Les groupes armés, organisations terroristes ou entreprises militaires privées (comme Wagner ou Blackwater) participent à des conflits sans toujours dépendre d’un État ou d’un pouvoir politique légitime. Ils peuvent mener des campagnes violentes sans objectif politique structuré, ou avec une logique idéologique, religieuse ou identitaire difficile à inscrire dans un processus de négociation.

Détournement de pouvoir sans autorité reconnue : usage de la force pour instaurer une domination (territoriale, sociale, symbolique) sans cadre institutionnel légitime. Exemple : Daech, qui instaure un pseudo-État par la guerre sans reconnaissance internationale.

Ces acteurs compliquent l’application de la grille clausewitzienne, centrée sur des États rationnels, souverains et stratégiques.
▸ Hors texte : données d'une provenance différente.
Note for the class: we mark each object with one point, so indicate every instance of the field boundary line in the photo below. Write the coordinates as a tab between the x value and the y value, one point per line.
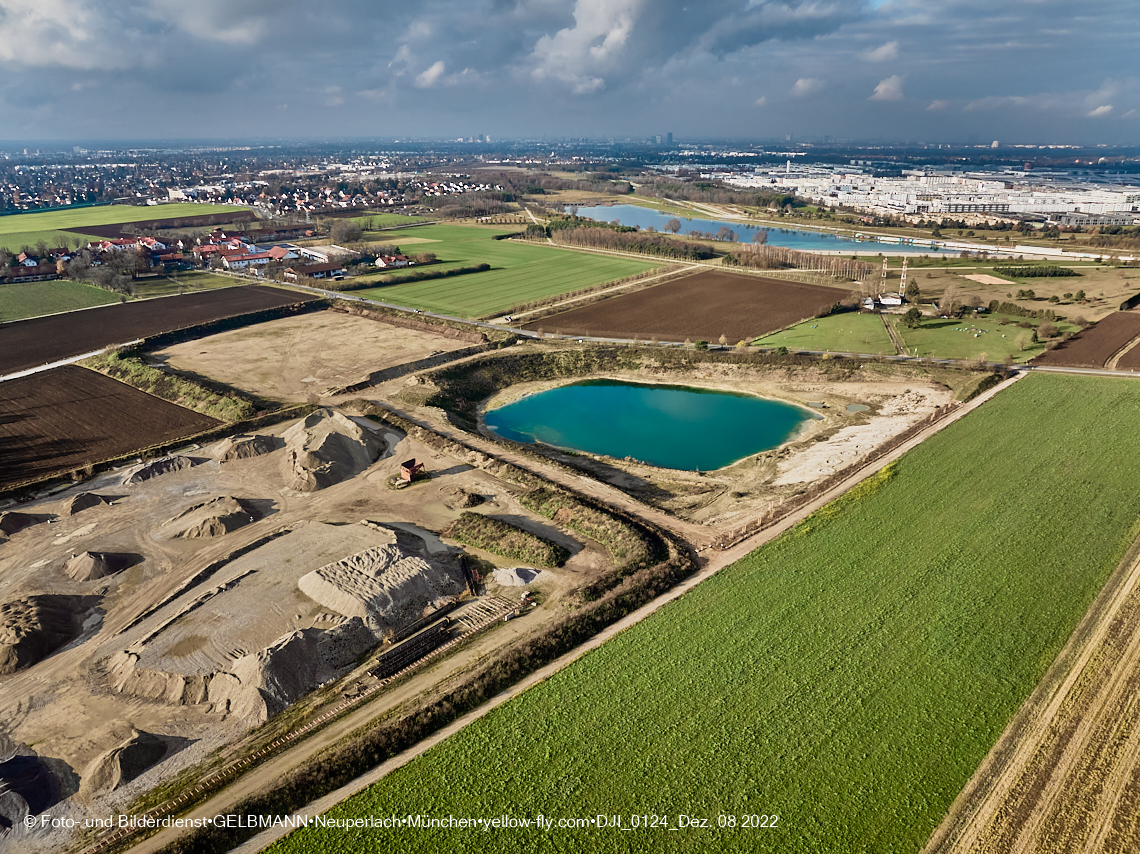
723	559
984	795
La guerre dans le cyberespace

Le cyberespace est aujourd’hui un champ de conflictualité majeur. Il permet des attaques sans armée, des sabotages, de l’espionnage, de la désinformation, avec un coût réduit et sans frontière. Ces actes peuvent être étatiques ou non, et rendent difficile l’identification de l’agresseur.

Exemples :

  • Attaques contre les hôpitaux ou réseaux électriques (Ukraine, 2022).

  • Piratage de SolarWinds (États-Unis, 2020).

  • Campagnes d’influence durant les élections.

Ces actes relèvent bien d’une logique stratégique, mais posent la question de leur appartenance au champ de la guerre au sens strict.

À retenir

Les nouvelles conflictualités (cyber, terrorisme, guerre privée) brouillent la définition classique de la guerre. Elles échappent souvent à une logique politique transparente ou à un pouvoir institutionnalisé.

Conclusion

La formule de Clausewitz conserve une forte pertinence : elle rappelle que la guerre ne peut être pensée isolément, qu’elle répond à des intentions politiques, et qu’elle doit rester sous contrôle du pouvoir civil. Elle structure encore aujourd’hui l’analyse des conflits classiques.

Mais les formes contemporaines de guerre, souvent irrégulières, hybrides, décentralisées ou non étatiques, obligent à nuancer et contextualiser cette thèse. La guerre peut perdre sa rationalité initiale, s’autonomiser, ou se dérouler sans objectif politique structuré. Les conflits modernes posent aussi la question de la légalité, de la légitimité et de la visibilité des acteurs, dans un monde où la distinction entre guerre et paix, civil et militaire, devient de plus en plus floue.

Clausewitz reste donc indispensable, à condition de le lire dans sa complexité, et de prolonger sa réflexion pour penser la guerre dans sa réalité contemporaine.